Broyles has a client from Yemen who has lived in this country for 10 years and is now a naturalized citizen, but who now fears for the future of his wife and three children, each of whom have derived citizenship. “He’s wondering whether it’s going to affect his kids’ ability to come here.”

Mendoza said he has immigrant clients from some of the seven nations who have built businesses or are studying medicine, for instance, but now wonder what their futures hold.

“We have to protect people’s rights and people’s families, and I understand the concerns of security,” Mendoza said. “But they’re so outweighed by the positive factors” of immigrants’ contributions.

Broyles is concerned about the possible additional vetting procedures the Trump administration seeks for immigrants from the seven countries, including the war refugees from Syria. He noted many have been waiting for several years, and it’s hard to imagine a more stringent review process. “It’s extremely dubious to argue it’s not a religious ban and a religious test he’s imposing,” Broyles said of Trump. “He campaigned on it. He said that was what he was going to do.

“I think this is going to make us far less secure,” he continued. “You just gave the ISIS propaganda machine headline number one.”

Lisa Koop, associate director of legal services at the National Immigrant Justice Center and an adjunct professor at the Notre Dame Law School, said NIJC was on the ground at Chicago’s O’Hare International Airport the weekend after Trump’s order were signed. NIJC, the American Civil Liberties Union and other groups are trying to coordinate litigation in the Midwest.

One of the questions Koop posed to the Notre Dame Law NIJC externs working this semester on asylum cases from Mexico and Central America at the start of their program was, “How is the legal landscape changing?” She said students usually answer that question with a reference to a pending U.S. Supreme Court decision, but this semester they are experiencing a much more “seismic shift” in America’s immigration system. “There’s not much that will be able to shock them,” she said.

Attorneys at Ice Miller LLP are trying to get information to employer-clients about what the executive orders mean. In such an uncertain situation, Jenifer Brown, chair of the immigration practice group, agreed the advice right now is to avoid travel.
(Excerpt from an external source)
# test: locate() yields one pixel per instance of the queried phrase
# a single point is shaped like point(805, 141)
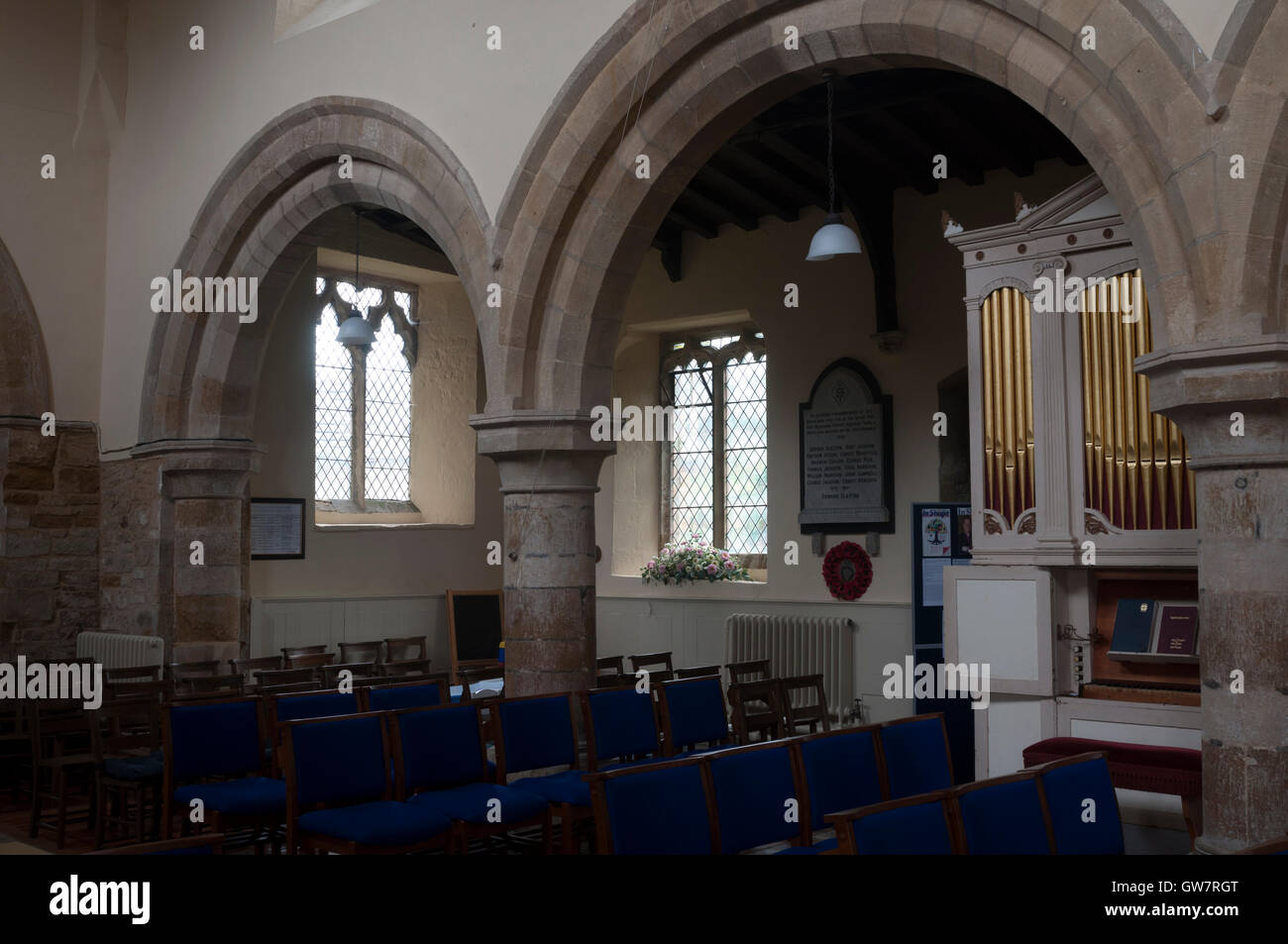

“We have not seen this aggressive of an action in my time as a practicing attorney, which has been about 17 or 18 years,” Brown said. “Certainly not even after 9/11.”

It’s also unclear how the orders will impact the H1B visa lottery that starts April 1. Last year, 85,000 degreed professionals like physicians, engineers, faculty and IT people were admitted under the program.

“I suspect that next evolution in this ongoing national dialogue will be the business community’s engagement because they simply don’t have global mobility that business requires,” Brown said. “I don’t think we can stay in this limbo for very long.”•

Staff writers Olivia Covington, Marilyn Odendahl and Dave Stafford contributed to this article.